Том 10. Рассказы. Очерки. Публицистика. 1863-1893.
Шрифт:
Что касается совета, стоит ли человеку, имеющему возможность устроиться в Миссури, эмигрировать в Неваду, то, признаюсь, я в некотором затруднении. Если Вас не удовлетворяет Ваше нынешнее положение, вполне естественно предположить, что Вы останетесь довольны, если Вам удастся хотя бы с грехом пополам заработать на пропитание. Кроме того, Вы наверняка испытаете чувство радостного волнения, которое неизбежно при всякой перемене обстановки. Пожалуй, Вы даже сможете найти свое счастье в этих краях. Здесь, если сбережешь здоровье, не сопьешься и будешь прилежно трудиться, можно заработать не только на один хлеб – ну а если не сумеешь, так не сумеешь. Можете мне поверить, Уильям.
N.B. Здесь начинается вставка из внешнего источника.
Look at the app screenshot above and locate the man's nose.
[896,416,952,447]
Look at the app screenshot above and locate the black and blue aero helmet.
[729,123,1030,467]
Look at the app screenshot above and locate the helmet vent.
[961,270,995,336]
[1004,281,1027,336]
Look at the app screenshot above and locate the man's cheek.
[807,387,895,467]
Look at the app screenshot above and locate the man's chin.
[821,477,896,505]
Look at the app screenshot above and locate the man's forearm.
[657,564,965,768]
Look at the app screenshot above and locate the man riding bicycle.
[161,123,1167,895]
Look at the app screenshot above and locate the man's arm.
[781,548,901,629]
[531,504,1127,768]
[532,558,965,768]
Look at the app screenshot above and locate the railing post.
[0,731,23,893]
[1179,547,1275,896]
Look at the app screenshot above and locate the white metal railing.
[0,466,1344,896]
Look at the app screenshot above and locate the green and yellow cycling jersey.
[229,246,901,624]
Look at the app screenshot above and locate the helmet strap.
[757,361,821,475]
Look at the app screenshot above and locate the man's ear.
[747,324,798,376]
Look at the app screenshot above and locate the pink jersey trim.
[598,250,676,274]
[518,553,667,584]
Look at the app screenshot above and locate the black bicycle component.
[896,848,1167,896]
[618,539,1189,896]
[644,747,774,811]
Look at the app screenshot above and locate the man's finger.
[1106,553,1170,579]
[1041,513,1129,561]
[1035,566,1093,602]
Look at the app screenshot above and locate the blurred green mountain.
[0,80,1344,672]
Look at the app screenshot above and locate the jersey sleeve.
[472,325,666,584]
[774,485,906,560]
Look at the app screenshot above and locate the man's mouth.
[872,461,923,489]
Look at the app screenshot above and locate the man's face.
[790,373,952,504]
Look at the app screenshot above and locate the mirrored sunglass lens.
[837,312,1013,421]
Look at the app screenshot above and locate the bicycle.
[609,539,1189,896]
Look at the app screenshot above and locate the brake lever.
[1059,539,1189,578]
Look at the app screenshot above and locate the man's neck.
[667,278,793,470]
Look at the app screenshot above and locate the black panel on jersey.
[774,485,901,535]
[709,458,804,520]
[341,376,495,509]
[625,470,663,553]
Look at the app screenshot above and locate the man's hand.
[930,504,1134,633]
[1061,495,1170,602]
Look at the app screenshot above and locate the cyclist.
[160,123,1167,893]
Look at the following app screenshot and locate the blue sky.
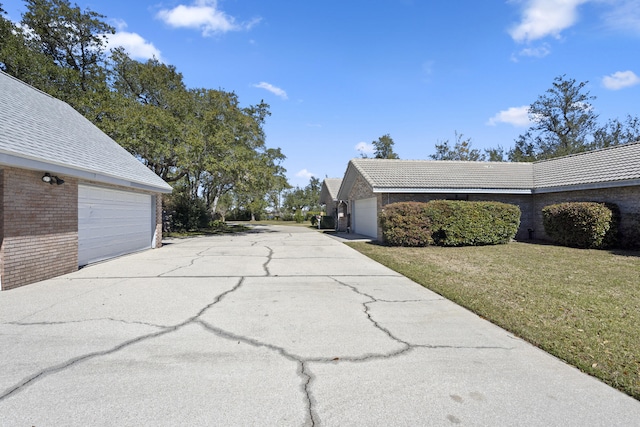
[0,0,640,186]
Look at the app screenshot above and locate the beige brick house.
[336,142,640,246]
[0,72,171,290]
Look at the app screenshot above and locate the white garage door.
[78,185,155,265]
[353,197,378,238]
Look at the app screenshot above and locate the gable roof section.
[533,142,640,193]
[0,71,172,193]
[338,159,533,199]
[320,178,342,204]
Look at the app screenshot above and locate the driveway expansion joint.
[0,278,244,402]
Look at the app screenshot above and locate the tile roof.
[322,178,342,200]
[534,142,640,192]
[338,142,640,199]
[350,159,533,192]
[0,71,171,193]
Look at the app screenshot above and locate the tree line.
[0,0,290,228]
[370,75,640,162]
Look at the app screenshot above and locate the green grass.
[162,223,250,239]
[348,243,640,400]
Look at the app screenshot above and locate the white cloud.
[509,0,590,42]
[520,43,551,58]
[107,31,162,60]
[253,82,289,99]
[487,105,531,126]
[353,142,375,155]
[296,169,316,179]
[602,0,640,34]
[156,0,260,37]
[602,71,640,90]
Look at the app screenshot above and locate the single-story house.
[337,142,640,246]
[0,72,172,290]
[320,178,348,230]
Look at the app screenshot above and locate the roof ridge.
[0,70,55,100]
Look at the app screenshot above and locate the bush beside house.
[380,200,520,246]
[542,202,620,249]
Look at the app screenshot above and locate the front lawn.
[348,242,640,400]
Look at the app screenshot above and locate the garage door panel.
[78,185,153,265]
[353,197,378,238]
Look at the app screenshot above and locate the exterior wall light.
[42,172,64,185]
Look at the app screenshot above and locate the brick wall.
[155,194,162,249]
[0,168,78,290]
[533,186,640,247]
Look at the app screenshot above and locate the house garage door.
[353,197,378,238]
[78,185,155,265]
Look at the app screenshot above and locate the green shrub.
[380,202,433,246]
[542,202,620,249]
[380,200,520,246]
[320,215,336,229]
[427,200,520,246]
[165,188,211,231]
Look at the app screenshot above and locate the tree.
[508,75,598,161]
[429,132,486,161]
[101,50,189,182]
[593,115,640,148]
[0,3,61,96]
[284,176,322,217]
[372,134,399,159]
[22,0,115,115]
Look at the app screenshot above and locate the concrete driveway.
[0,227,640,426]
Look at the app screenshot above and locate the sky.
[0,0,640,187]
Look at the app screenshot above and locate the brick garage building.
[336,142,640,247]
[0,72,171,290]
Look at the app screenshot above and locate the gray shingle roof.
[324,178,342,200]
[320,178,342,205]
[0,71,171,193]
[534,142,640,190]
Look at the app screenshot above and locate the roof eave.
[0,153,173,194]
[533,178,640,194]
[373,187,532,194]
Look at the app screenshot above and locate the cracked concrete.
[0,227,640,426]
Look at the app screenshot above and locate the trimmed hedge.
[542,202,620,249]
[380,200,520,246]
[380,202,433,246]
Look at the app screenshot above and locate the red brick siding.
[156,194,162,249]
[0,168,78,289]
[534,186,640,247]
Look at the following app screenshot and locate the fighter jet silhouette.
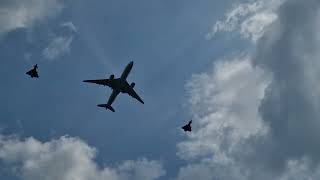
[181,120,192,132]
[83,61,144,112]
[26,64,39,78]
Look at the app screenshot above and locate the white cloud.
[177,0,320,180]
[177,55,270,180]
[42,36,73,60]
[179,56,270,160]
[0,137,165,180]
[42,22,77,60]
[0,0,63,35]
[207,0,284,42]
Здесь нужны все виды деятельности, кроме одной – торговли душеспасительными брошюрками. У нас Вам не продать их, Уильям, здесь они никому не нужны; даже самые похвальные начинания, например продажа душеспасительных брошюрок с картинками, не имели здесь успеха. Да к тому же и газеты мешают. Теперь все могут ежедневно читать тексты священного писания в газетах вместе с биржевыми сводками и военными новостями.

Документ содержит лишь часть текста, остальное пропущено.